50% manual invoice exception rate eliminated at one global FMCG leader after moving to AI-native audit

The promotional tier problem
The promotional volume tier is worth examining specifically because it creates a time-bounded billing condition that most audit systems were not designed to track. A CPG company running a promotional event on a particular SKU may have negotiated a specific freight rate band that applies during the promotion window. That rate band is in the contract but may not be in the audit system, because the audit system was configured against the standard rate card, not the promotional amendment.
Every invoice for that SKU that moves during the promotional window will appear to have a discrepancy: the invoiced rate does not match the standard rate card.
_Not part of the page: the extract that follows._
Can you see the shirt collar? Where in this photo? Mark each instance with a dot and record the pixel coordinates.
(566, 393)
The invoice is actually correct. The audit system is checking against the wrong rate. Every one of those invoices goes to manual review, which is expensive and slow. Or every one gets auto-approved, which means the exception is suppressed rather than resolved.
“In CPG, the manual exception queue is often not a sign that billing is wrong. It is a sign that the audit system's rate knowledge is incomplete.”
Accessorial pattern memory as the practical solution
The operational solution to the CPG accessorial problem is not writing more rules. It is building a system that learns billing patterns rather than encoding them statically. A system that has processed enough invoices from a given carrier on a given lane in a given promotion period builds a model of what legitimate billing looks like in that context. When a new invoice arrives, it checks against that learned model rather than against a static rate card.
This changes the exception queue fundamentally. Instead of flagging every invoice that deviates from the standard rate card, the system flags invoices that deviate from the learned pattern of legitimate billing. The false positive rate drops. The exception queue shrinks. The manual review load decreases from 50 percent to something that a small exception management team can handle without being in constant catch-up mode.
The 90-day timeframe for 70 percent recurring exception suppression reflects how quickly pattern learning produces operational change. It is not a target. It is what happens when the audit system starts reading carrier billing behavior rather than matching documents.